Bruxelles, 20/08/2008 (Agence Europe) - Après la réunion extraordinaire des ministres des Affaires étrangères de l'UE, mercredi 13 août (EUROPE n° 9721, que nous reproduisons en annexe de ce numéro), et en attendant une résolution du Conseil de sécurité des Nations Unies, les chefs de la diplomatie des Vingt-six États membres de l'OTAN, réunis le 19 août à Bruxelles, ont à nouveau exhorté la Russie à retirer ses troupes de Géorgie. Examinant la question, mercredi 20 août, le Parlement européen s'est prononcé dans le même sens (voir autre nouvelle).

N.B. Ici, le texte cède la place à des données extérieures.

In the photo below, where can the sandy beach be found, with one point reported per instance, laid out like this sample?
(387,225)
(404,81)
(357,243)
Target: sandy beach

Selon la déclaration publiée à l'issue de la réunion du Conseil de l'Atlantique nord, « les actions militaires doivent cesser de façon définitive et les forces militaires doivent regagner les positions qu'elles occupaient avant le déclenchement des hostilités », c'est-à-dire avant l'offensive géorgienne en Ossétie du Sud le 7 août. Les ministres des Affaires étrangères de l'OTAN ont réaffirmé qu'une « solution pacifique et durable des conflits en Géorgie doit être fondée sur le plein respect des principes d'indépendance, de souveraineté et d'intégrité territoriale de ce pays ». Une position qui tranche avec l'annonce faite mercredi par le Conseil de la fédération de Russie (chambre haute du Parlement russe) qui a indiqué qu'il était prêt à reconnaître l'indépendance de l'Ossétie du sud et de l'Abkhazie.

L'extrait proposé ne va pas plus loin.